# Question Video: Solving a First-Order Separable Differential Equation given in the Normal Form

Suppose that d𝑦/d𝑥 = (4𝑥 − 4 cos 2𝑥)/(4 sin 𝑦 + 9) and 𝑦 = 0 when 𝑥 = 0. Find 𝑦 in terms of 𝑥.

03:29

### Video Transcript

Suppose that d𝑦 by d𝑥 is equal to four 𝑥 minus four times the cos of two 𝑥 all divided by four times the sin of 𝑦 plus nine and 𝑦 is equal to zero when 𝑥 is equal to zero. Find 𝑦 in terms of 𝑥.

The question gives us a differential equation, and it wants us to find an equation for 𝑦 in terms of 𝑥, given that when 𝑦 is equal to zero, 𝑥 is equal to zero. We can see that d𝑦 by d𝑥 is the product of a function in 𝑥 and a function in 𝑦. And we call first-order differential equations, which have this property, separable. This is because we can separate the 𝑥-variables and the 𝑦-variables onto opposite sides of our equation. So to solve this, we’ll start by multiplying both sides for our equation by four times the sin of 𝑦 plus nine. This gives us that four sin 𝑦 plus nine multiplied by d𝑦 by d𝑥 is equal to four 𝑥 minus four times the cos of two 𝑥.

And at this point, it’s worth reiterating, d𝑦 by d𝑥 is definitely not a fraction. However, when we’re solving separable differential equations, we can treat it a little bit like a fraction. Doing this gives us the equivalent statement four sin 𝑦 plus nine d𝑦 is equal to four 𝑥 minus four times the cos of two 𝑥 d𝑥. Then we just take the integral of both sides of this equation. And we see that these integrals are in a form which we can solve. We know the integral of the sin of 𝜃 with respect to 𝜃 is equal to negative the cos of 𝜃 plus a constant of integration 𝑐. So integrating four sin of 𝑦 gives us negative four times the cos of 𝑦. And we know the integral of nine is just nine 𝑦. Then we just add our constant of integration we will call 𝑐 one.

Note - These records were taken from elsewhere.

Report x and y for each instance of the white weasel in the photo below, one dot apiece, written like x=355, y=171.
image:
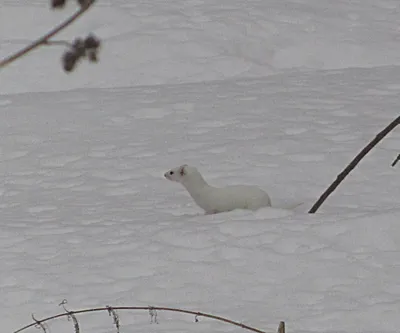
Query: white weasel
x=217, y=200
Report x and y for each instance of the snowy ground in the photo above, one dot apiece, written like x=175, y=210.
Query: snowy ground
x=277, y=93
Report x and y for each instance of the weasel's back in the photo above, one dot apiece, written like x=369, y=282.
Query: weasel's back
x=239, y=197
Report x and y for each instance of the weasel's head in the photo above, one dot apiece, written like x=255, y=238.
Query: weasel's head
x=181, y=173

Similarly, we know for constants 𝑎 and 𝑛, where 𝑛 is not equal to zero, the integral of 𝑎 times the cos of 𝑛𝜃 with respect to 𝜃 is equal to 𝑎 times the sin of 𝑛𝜃 divided by 𝑛 plus the constant of integration 𝑐. We integrate four 𝑥 by using the power rule for integration. We add one to the exponent and divide by this new exponent. This gives us four 𝑥 squared over two, which is just two 𝑥 squared. We apply our integral rule to integrate negative four times the cos of two 𝑥. This gives us negative four times the sin of two 𝑥 divided by two, which is just negative two times the sin of two 𝑥.

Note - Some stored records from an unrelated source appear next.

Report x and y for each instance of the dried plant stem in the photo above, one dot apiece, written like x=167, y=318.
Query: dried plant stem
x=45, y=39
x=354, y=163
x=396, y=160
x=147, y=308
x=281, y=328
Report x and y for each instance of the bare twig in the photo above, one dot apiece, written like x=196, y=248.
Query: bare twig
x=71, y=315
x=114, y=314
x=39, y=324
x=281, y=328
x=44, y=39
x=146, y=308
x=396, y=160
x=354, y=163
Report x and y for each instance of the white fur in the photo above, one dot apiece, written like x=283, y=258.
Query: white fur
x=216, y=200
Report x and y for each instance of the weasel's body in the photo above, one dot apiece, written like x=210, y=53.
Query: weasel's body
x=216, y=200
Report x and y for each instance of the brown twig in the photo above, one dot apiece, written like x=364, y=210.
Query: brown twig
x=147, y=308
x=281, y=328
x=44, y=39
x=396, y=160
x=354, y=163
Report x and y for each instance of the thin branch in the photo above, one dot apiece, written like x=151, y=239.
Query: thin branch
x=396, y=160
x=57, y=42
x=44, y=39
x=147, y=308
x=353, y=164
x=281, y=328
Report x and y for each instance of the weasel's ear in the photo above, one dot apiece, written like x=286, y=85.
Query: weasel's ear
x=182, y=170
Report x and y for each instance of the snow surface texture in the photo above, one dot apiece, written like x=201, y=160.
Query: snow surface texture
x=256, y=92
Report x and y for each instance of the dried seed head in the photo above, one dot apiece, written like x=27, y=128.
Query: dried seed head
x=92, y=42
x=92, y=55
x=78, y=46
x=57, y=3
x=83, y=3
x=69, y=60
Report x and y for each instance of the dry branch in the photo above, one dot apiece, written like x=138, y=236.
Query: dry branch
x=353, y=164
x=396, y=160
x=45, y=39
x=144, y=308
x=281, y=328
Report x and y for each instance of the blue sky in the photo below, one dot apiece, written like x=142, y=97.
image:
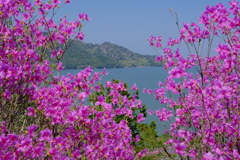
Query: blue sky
x=129, y=23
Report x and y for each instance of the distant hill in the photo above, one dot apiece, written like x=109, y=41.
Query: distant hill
x=80, y=55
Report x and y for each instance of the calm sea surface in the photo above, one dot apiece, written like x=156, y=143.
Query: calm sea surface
x=144, y=77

And finally, we add a constant of integration we will call 𝑐 two. We can simplify this. We can combine the constants 𝑐 one and 𝑐 two into a new constant we will just call 𝑐. And we can find the value of 𝑐, since we’re told that when 𝑦 is equal to zero, 𝑥 is equal to zero. Substituting 𝑥 is equal to zero and 𝑦 is equal to zero gives us negative four times the cos of zero plus nine times zero is equal to two times zero squared minus two times the sin of two times zero plus 𝑐. By using the fact that the cos of zero is equal to one and the sin of zero is equal to zero, we can simplify this expression to see that 𝑐 is equal to negative four.

So by using 𝑐 is equal to negative four, we must have that nine 𝑦 minus four times the cos of 𝑦 is equal to two 𝑥 squared minus two times the sin of two 𝑥 minus four. Therefore, we’ve shown if d𝑦 by d𝑥 is equal to four 𝑥 minus four times the cos of two 𝑥 divided by four sin 𝑦 plus nine and 𝑦 is equal to zero when 𝑥 is equal to zero. Then we must have that nine 𝑦 minus four cos of 𝑦 is equal to two 𝑥 squared minus two times the sin of two 𝑥 minus four.